«His lightning flashes out across the world. The earth sees and trembles» (Psalm 97.4).
Carl Boberg, from the Southeastern coast of Sweden, was 25 years old when he wrote the lyrics of the hymn «How Great Thou Art» in 1886, after walking in the midst of a thunderstorm after a church meeting had ended. Carl wrote a poem not knowing it would become a hymn. But later on he heard his poem had been set to the music of a well-known Swedish melody.
Over forty years later, an English missionary, Stuart Hine, and his wife heard the song for the first time in Russia, with a Russian translation of the original hymn.
While Stuart ministered in the Carpathian Mountains, one night a threatening storm unleashed. Lightning leaped across the sky throughout the mountains and it was so big that Hine was reminded of the beautiful Russian hymn that spoke of God ‘s greatness displayed in nature. From what he I knew of the Russian lyrics, possibilities for stanzas in English began popping into his mind, and that’s when the hymn as we know it today sprang up.
“I see the stars, I hear the rolling thunder, Thy power throughout the universe displayed. Then sings my soul, my Savior God to Thee; How great Thou art!”

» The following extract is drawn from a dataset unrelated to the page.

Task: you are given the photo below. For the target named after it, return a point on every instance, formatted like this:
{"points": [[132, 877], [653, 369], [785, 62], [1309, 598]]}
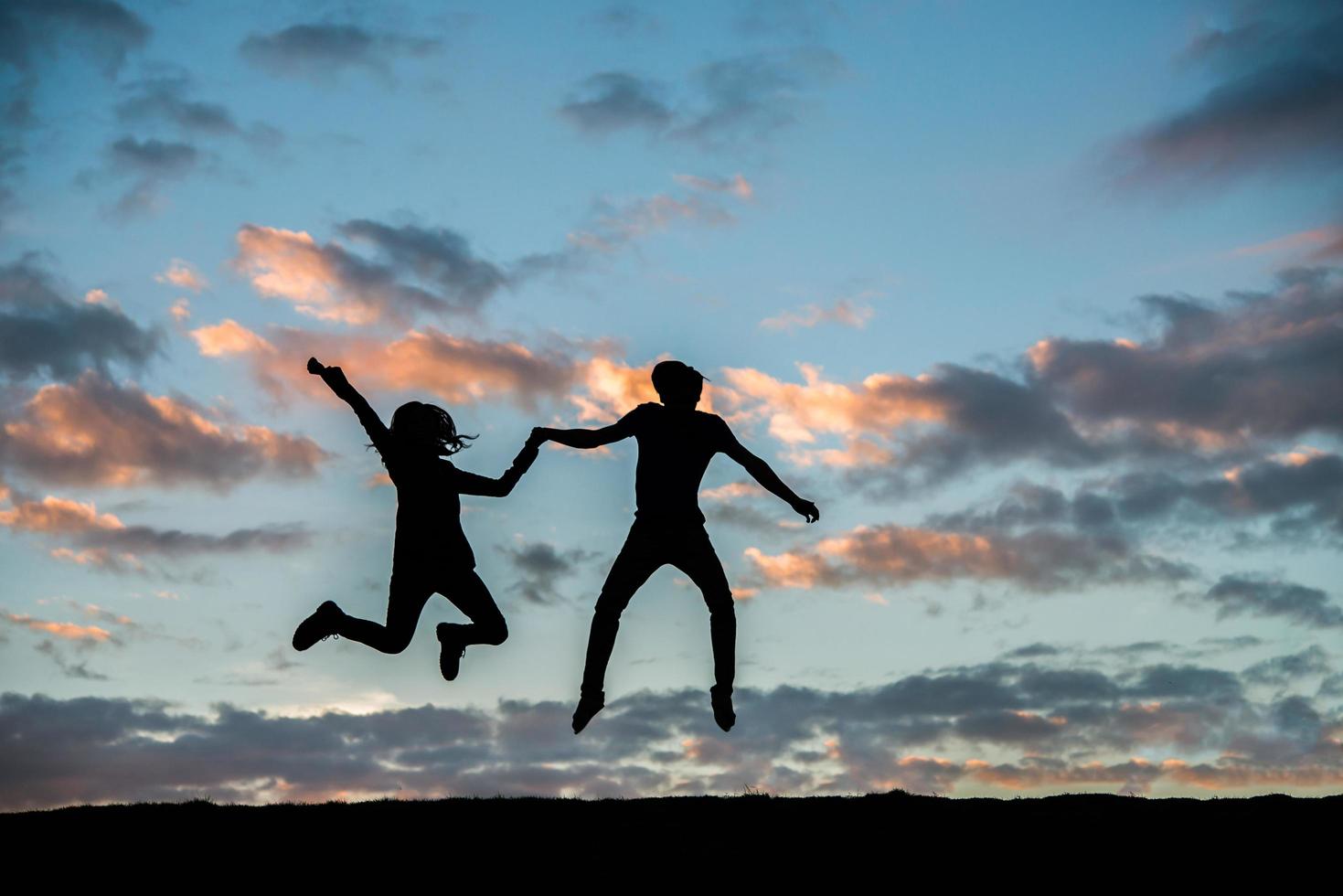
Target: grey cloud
{"points": [[32, 35], [148, 164], [1264, 364], [321, 51], [1277, 101], [725, 102], [1288, 667], [43, 334], [626, 19], [615, 100], [94, 432], [541, 567], [69, 667], [102, 28], [163, 98], [435, 255], [1263, 597], [755, 96], [656, 743]]}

Fulgurites are formed when lightning strikes the ground, or when electricity is transmitted to a rock. Minerals become glass and they quickly cool. Fulgurites can form in sand, rock or clay and they curiously adopt the shape of lightning. They may be different colors according to the composition of sand.
That phenomenon is not very frequent, but we can extract a great lesson from it.
It is often in the midst of the most threatening storms that our essence is shown. Regardless of our differences in composition, we can reflect our Creator’s shape. But we can only do so when His greatness touches our lives.
Like Carl, and Stuart, we can allow the God of great power to whom we sing to produce a supernatural phenomenon in our lives not only for us to praise Him but also for us to motivate others to worship Him.